Descrizione
Il legame con Santa Maria Goretti rende Corinaldo un centro religioso di fama mondiale. Nata qui nel 1890, Maria visse un’infanzia semplice e devota, trasferendosi poi con la famiglia nelle Paludi Pontine. Fu lì, nel 1902, che la giovane fu tragicamente uccisa mentre difendeva la propria purezza. La sua santificazione, avvenuta nel 1950 per mano di Papa Pio XII, la consacrò come simbolo di perdono e di fede profonda.

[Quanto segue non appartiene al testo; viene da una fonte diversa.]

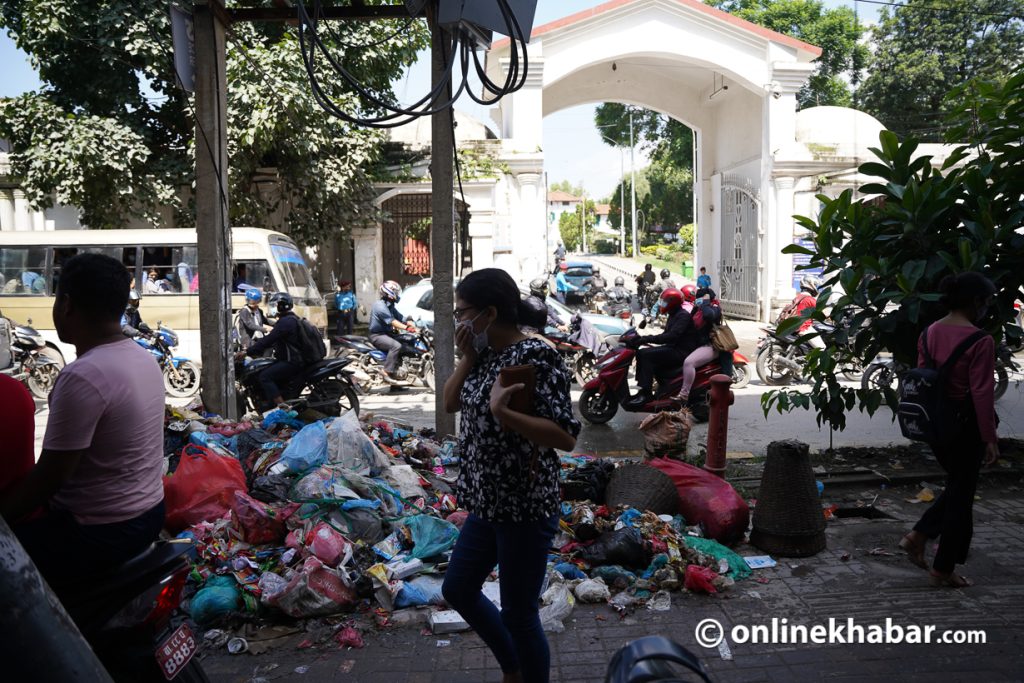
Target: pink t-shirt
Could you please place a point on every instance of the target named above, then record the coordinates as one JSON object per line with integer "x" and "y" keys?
{"x": 110, "y": 403}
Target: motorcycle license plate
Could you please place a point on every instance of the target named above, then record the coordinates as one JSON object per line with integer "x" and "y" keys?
{"x": 175, "y": 652}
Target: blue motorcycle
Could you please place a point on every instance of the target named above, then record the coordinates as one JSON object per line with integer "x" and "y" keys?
{"x": 181, "y": 376}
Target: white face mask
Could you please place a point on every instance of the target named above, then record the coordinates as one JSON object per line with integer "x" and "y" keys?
{"x": 479, "y": 338}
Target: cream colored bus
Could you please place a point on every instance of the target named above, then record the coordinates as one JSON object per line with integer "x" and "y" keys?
{"x": 164, "y": 265}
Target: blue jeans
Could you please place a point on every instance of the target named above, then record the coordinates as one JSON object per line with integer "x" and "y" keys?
{"x": 520, "y": 551}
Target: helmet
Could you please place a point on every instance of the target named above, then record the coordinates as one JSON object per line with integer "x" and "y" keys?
{"x": 535, "y": 313}
{"x": 810, "y": 284}
{"x": 539, "y": 287}
{"x": 281, "y": 302}
{"x": 671, "y": 300}
{"x": 390, "y": 290}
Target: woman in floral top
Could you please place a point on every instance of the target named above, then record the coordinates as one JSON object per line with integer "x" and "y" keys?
{"x": 509, "y": 477}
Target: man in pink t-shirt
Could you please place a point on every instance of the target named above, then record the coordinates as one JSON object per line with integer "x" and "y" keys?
{"x": 99, "y": 475}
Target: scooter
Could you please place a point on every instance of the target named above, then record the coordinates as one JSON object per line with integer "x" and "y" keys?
{"x": 132, "y": 621}
{"x": 603, "y": 395}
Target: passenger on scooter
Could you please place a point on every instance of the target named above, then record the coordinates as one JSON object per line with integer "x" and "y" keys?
{"x": 287, "y": 345}
{"x": 131, "y": 319}
{"x": 385, "y": 322}
{"x": 678, "y": 340}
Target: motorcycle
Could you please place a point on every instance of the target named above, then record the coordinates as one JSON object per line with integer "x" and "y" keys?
{"x": 35, "y": 363}
{"x": 181, "y": 376}
{"x": 325, "y": 386}
{"x": 602, "y": 395}
{"x": 416, "y": 360}
{"x": 780, "y": 358}
{"x": 131, "y": 617}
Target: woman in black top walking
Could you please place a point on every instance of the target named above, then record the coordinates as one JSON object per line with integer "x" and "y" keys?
{"x": 509, "y": 476}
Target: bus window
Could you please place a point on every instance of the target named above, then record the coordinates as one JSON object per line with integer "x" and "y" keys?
{"x": 251, "y": 273}
{"x": 23, "y": 270}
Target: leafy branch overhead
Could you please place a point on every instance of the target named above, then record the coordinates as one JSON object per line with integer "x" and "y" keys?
{"x": 884, "y": 256}
{"x": 111, "y": 133}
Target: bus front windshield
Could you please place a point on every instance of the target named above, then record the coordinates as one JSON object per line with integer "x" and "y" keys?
{"x": 294, "y": 271}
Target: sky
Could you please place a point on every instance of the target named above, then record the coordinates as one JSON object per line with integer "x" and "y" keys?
{"x": 573, "y": 150}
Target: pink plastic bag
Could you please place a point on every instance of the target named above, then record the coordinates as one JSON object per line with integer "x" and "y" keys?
{"x": 707, "y": 499}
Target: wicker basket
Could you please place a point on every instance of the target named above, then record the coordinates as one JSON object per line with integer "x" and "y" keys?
{"x": 787, "y": 519}
{"x": 643, "y": 487}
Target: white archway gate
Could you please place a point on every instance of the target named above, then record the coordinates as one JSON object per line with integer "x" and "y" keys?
{"x": 733, "y": 82}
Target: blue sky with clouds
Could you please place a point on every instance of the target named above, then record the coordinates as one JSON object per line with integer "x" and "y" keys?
{"x": 572, "y": 147}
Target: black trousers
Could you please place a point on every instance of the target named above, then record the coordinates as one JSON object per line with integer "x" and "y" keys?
{"x": 950, "y": 519}
{"x": 657, "y": 361}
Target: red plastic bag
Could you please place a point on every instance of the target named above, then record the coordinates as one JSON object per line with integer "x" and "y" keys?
{"x": 201, "y": 488}
{"x": 699, "y": 580}
{"x": 707, "y": 499}
{"x": 260, "y": 522}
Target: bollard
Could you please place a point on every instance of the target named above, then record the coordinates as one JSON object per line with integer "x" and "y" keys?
{"x": 718, "y": 424}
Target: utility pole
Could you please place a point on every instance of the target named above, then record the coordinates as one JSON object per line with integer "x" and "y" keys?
{"x": 441, "y": 231}
{"x": 633, "y": 187}
{"x": 213, "y": 230}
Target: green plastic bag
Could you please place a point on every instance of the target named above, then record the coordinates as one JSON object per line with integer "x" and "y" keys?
{"x": 737, "y": 565}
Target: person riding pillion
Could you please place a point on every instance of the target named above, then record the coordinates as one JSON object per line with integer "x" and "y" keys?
{"x": 287, "y": 343}
{"x": 673, "y": 345}
{"x": 385, "y": 322}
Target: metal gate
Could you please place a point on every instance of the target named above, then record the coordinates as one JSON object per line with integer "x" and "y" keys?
{"x": 738, "y": 269}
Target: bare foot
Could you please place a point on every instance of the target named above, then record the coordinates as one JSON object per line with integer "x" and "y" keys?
{"x": 913, "y": 545}
{"x": 951, "y": 580}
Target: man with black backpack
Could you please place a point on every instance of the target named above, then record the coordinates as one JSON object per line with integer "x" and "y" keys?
{"x": 294, "y": 346}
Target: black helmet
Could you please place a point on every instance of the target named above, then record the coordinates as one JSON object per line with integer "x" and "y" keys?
{"x": 536, "y": 313}
{"x": 281, "y": 302}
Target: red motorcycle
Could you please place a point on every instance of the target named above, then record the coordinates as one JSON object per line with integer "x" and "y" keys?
{"x": 603, "y": 394}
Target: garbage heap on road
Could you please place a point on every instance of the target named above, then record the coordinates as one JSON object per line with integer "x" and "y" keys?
{"x": 303, "y": 516}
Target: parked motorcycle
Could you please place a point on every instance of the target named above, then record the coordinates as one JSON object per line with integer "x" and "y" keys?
{"x": 181, "y": 376}
{"x": 132, "y": 621}
{"x": 416, "y": 360}
{"x": 605, "y": 393}
{"x": 325, "y": 386}
{"x": 34, "y": 361}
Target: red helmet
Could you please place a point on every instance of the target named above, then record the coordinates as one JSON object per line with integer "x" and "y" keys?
{"x": 671, "y": 300}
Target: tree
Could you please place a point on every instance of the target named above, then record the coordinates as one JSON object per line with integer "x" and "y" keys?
{"x": 111, "y": 133}
{"x": 885, "y": 256}
{"x": 923, "y": 51}
{"x": 836, "y": 31}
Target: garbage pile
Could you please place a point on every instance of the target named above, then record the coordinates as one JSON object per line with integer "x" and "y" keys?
{"x": 305, "y": 516}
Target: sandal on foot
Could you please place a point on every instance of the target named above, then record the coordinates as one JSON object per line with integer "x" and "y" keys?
{"x": 951, "y": 580}
{"x": 914, "y": 552}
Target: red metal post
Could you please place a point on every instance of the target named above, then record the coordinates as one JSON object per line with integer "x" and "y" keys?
{"x": 718, "y": 425}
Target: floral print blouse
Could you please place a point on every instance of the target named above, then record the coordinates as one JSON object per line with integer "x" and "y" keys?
{"x": 500, "y": 480}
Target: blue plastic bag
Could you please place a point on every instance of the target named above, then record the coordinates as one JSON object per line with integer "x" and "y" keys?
{"x": 306, "y": 450}
{"x": 218, "y": 598}
{"x": 430, "y": 536}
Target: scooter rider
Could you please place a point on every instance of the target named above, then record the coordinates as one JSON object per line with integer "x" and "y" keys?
{"x": 287, "y": 345}
{"x": 131, "y": 319}
{"x": 385, "y": 321}
{"x": 678, "y": 340}
{"x": 539, "y": 289}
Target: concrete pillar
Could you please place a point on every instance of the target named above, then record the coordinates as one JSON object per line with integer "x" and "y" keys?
{"x": 6, "y": 210}
{"x": 369, "y": 267}
{"x": 23, "y": 221}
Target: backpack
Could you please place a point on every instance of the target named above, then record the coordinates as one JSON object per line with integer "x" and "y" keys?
{"x": 311, "y": 346}
{"x": 925, "y": 412}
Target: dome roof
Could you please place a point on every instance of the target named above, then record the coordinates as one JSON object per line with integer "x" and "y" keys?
{"x": 837, "y": 131}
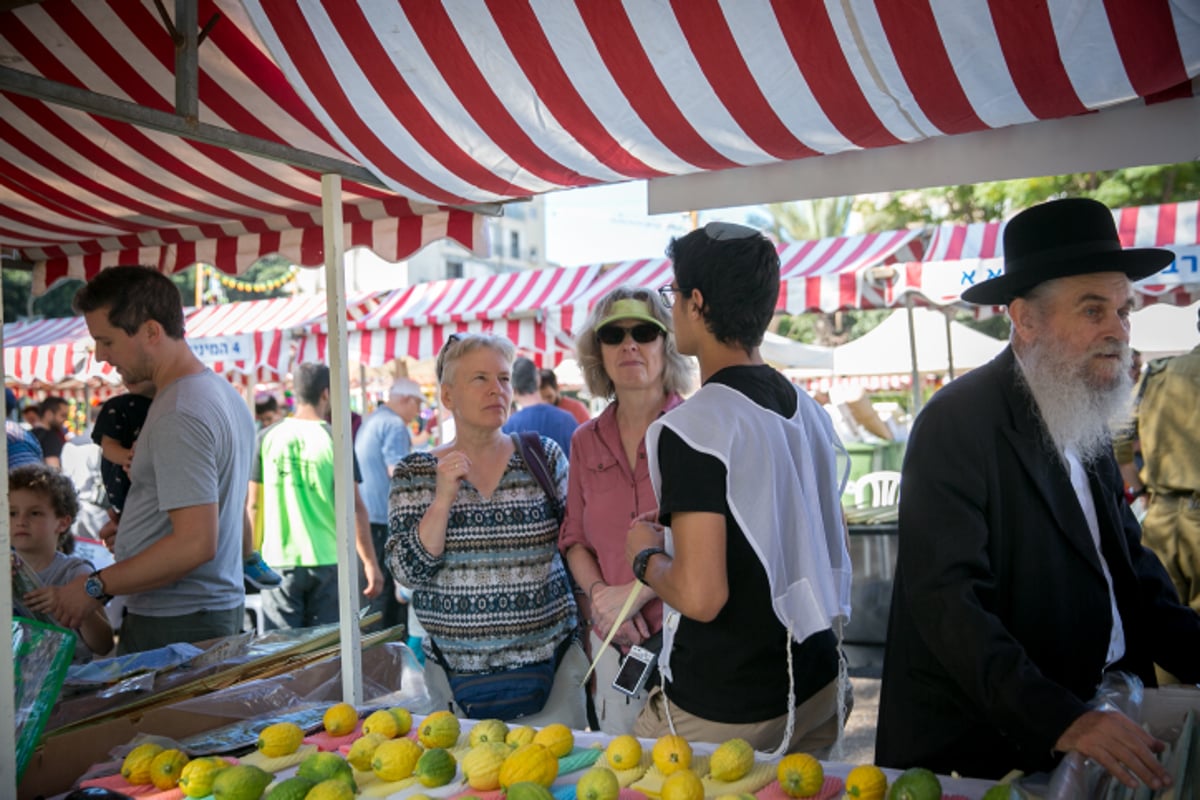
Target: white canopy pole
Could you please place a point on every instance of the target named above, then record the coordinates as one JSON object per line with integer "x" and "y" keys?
{"x": 949, "y": 344}
{"x": 912, "y": 349}
{"x": 340, "y": 397}
{"x": 7, "y": 673}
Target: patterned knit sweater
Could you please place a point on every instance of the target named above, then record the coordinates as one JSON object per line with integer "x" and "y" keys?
{"x": 499, "y": 595}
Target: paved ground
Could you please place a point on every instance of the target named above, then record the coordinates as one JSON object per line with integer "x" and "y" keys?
{"x": 858, "y": 740}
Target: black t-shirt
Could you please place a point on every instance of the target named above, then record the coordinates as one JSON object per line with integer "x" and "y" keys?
{"x": 733, "y": 669}
{"x": 120, "y": 417}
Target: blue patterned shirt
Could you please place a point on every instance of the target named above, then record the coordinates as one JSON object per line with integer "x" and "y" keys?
{"x": 499, "y": 595}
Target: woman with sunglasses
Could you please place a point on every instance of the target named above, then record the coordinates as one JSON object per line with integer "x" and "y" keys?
{"x": 625, "y": 353}
{"x": 474, "y": 536}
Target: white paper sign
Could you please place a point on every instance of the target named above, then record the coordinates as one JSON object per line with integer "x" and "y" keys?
{"x": 210, "y": 349}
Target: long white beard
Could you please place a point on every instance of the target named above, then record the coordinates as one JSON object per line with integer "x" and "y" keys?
{"x": 1077, "y": 410}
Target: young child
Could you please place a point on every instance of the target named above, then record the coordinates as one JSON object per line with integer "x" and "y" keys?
{"x": 117, "y": 429}
{"x": 42, "y": 506}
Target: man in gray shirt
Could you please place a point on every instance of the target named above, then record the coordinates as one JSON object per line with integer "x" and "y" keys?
{"x": 179, "y": 545}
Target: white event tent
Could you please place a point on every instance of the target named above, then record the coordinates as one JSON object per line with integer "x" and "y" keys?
{"x": 461, "y": 102}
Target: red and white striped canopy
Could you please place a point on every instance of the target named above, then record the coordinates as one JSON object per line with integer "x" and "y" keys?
{"x": 259, "y": 337}
{"x": 46, "y": 350}
{"x": 832, "y": 274}
{"x": 960, "y": 256}
{"x": 533, "y": 308}
{"x": 256, "y": 340}
{"x": 462, "y": 100}
{"x": 79, "y": 192}
{"x": 541, "y": 310}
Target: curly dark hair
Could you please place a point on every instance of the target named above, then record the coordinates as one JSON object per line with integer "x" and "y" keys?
{"x": 737, "y": 276}
{"x": 49, "y": 482}
{"x": 133, "y": 295}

Il Santuario Diocesano di Santa Maria Goretti, un tempo conosciuto come chiesa di Sant’Agostino, è il cuore spirituale del borgo. Costruito tra il 1740 e il 1756, presenta un’elegante facciata in laterizio arricchita da lesene e dettagli in calcare. L’interno, ad unica navata e a croce latina, è un raffinato esempio di architettura barocca, con giochi di luce che esaltano la cupola e la lanterna. Tra le opere d’arte custodite, spiccano una copia seicentesca dell’Annunciazione di Federico Barocci, un Martirio di San Bartolomeo di Cesare Maggeri e una Madonna col Bambino con santi di Carlo Maratta. Sopra la porta d’ingresso, una cantoria in legno accoglie un prezioso organo del 1767, opera del celebre Gaetano Antonio Callido.
L’altare maggiore, in marmo bianco di Carrara, conserva la statua lignea di Santa Maria Goretti e un’urna d’argento contenente l’osso del braccio con cui la giovane tentò di difendersi dal suo aggressore. Qui riposano anche Mamma Assunta, madre della Santa, e Alessandro Serenelli, il suo assassino pentito, la cui storia di redenzione è parte integrante del messaggio di perdono che Maria ha lasciato in eredità. Il viaggio alla scoperta della Santa prosegue con una visita alla sua casa natale, in Contrada Pregiagna. Questa abitazione contadina, immersa nella campagna, conserva ancora alcuni arredi originali della famiglia Goretti. A pochi passi, il Santuario della Madonna dell’Incancellata, dove Maria da bambina si recava a pregare, completa un percorso intimo e toccante.